Ingredients Jump to Instructions ↓

  1. 6 oz 170g Bacon - chopped

  2. 4 Eight-ounce filet mignons

  3. 1 cup 146g / 5.1oz Crumbled Stilton cheese or Any type of blue-veined cheese

  4. Creole seasoning - to taste

  5. 3 tablespoons 45ml Olive oil

  6. 1 tablespoon 15ml Onion - cut 1/8" thick rings (small)

  7. 1/2 cup 118ml Crystal Hot Sauce

  8. 1/2 cup 31g / 1.1oz Flour

  9. 1 cup 237ml Vegetable oil

  10. 1 cup 237ml Demi-glace

  11. 1 Creamed Potatoes - (see reicpe)

  12. 1/2 cup 118ml Port wine

  13. 1 tablespoon 15ml Chopped fresh parsley leaves

Instructions Jump to Ingredients ↑

  1. Preheat the oven to 400 degrees. In a hot saute pan, render the bacon until crispy, stirring occasionally, about 8 minutes.

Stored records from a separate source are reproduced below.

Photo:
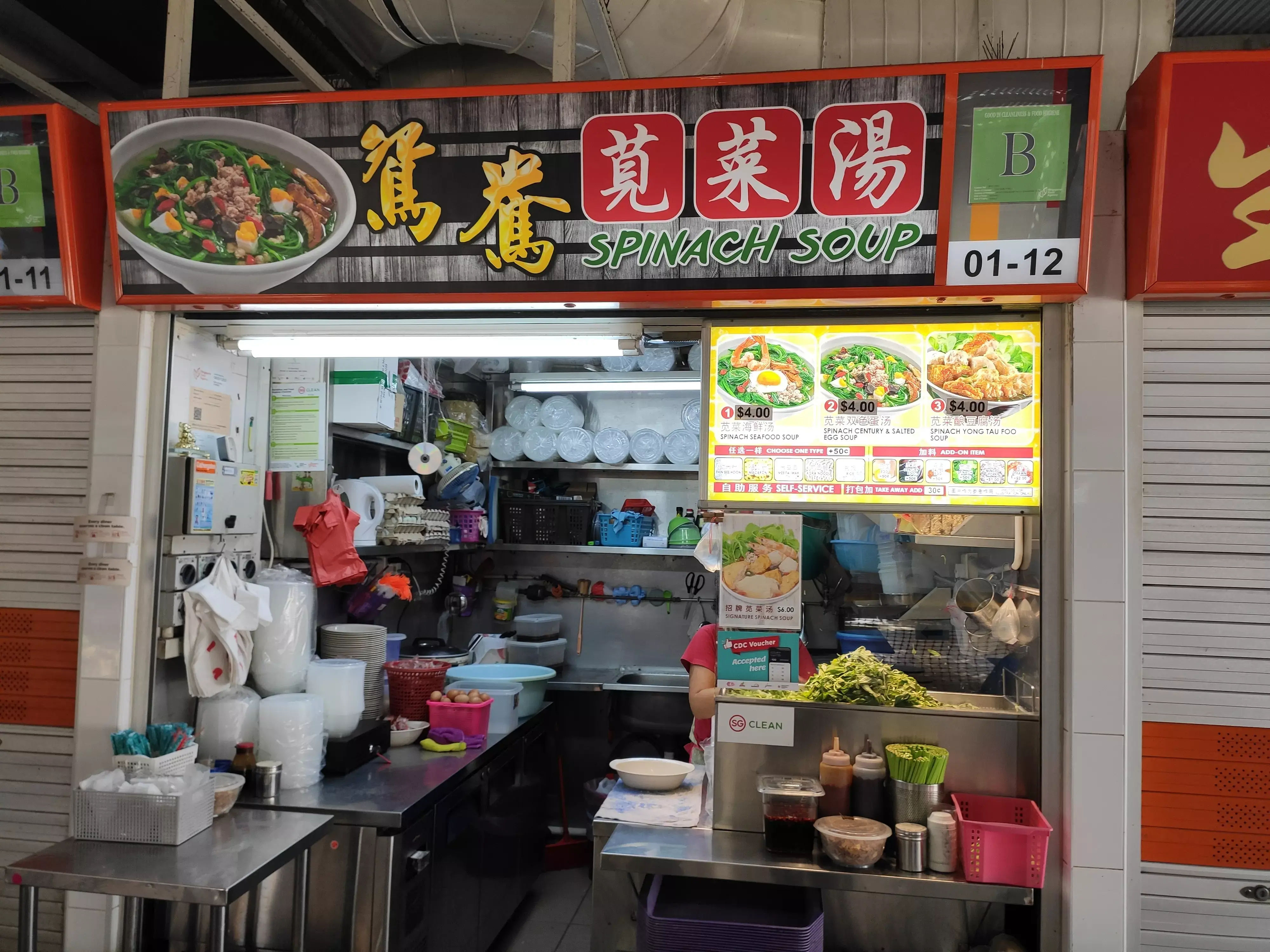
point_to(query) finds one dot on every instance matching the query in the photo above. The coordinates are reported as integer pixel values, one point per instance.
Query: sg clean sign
(755, 724)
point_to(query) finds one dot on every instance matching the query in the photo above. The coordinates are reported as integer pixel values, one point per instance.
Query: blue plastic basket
(623, 529)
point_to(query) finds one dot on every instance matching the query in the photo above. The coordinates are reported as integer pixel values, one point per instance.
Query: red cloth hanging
(328, 529)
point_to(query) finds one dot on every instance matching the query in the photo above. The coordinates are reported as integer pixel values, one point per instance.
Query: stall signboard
(1198, 178)
(761, 574)
(900, 416)
(51, 210)
(883, 182)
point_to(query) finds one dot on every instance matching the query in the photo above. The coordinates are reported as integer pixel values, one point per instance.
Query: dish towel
(222, 612)
(672, 808)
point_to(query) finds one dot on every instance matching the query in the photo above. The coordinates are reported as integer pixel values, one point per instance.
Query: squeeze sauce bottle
(836, 780)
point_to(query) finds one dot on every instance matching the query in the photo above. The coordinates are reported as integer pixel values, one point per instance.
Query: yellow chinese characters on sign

  2. On the side of each filet make a 2-inch slit forming a pocket. Stuff each pocket with 2 tablespoons of the cheese. Season the filets with Creole seasoning.

  3. In oven-proof saute pan, add the olive oil. When the oil is hot, sear the filets for 2 minutes on each side. Place the pan in the oven and roast the filets for 6 to 7 minutes for medium-rare.

  4. Toss the onions with the hot sauce. Season with salt. Dredge the onions in the flour, tapping off any excess. Heat the vegetable oil. Fry the onions until golden brown, about 2 minutes. Remove and drain on paper towels. Season with Creole seasoning.

  5. Remove the filets from the pan and set aside. Place the saute pan on the stove. Over medium-high heat, deglaze the pan with the demi-glace and port wine. Remove from the heat and keep warm. Fold the bacon and bacon fat into the Creamed Potatoes.

  6. To assemble, divide the potatoes by 4 and mound the potatoes in the center of each plate. Lay each filet on top of the potatoes. Spoon the pan sauce over each filet. Garnish each plate with the remaining cheese, fried onions and parsley.

  7. This recipe yields 4 main-course servings.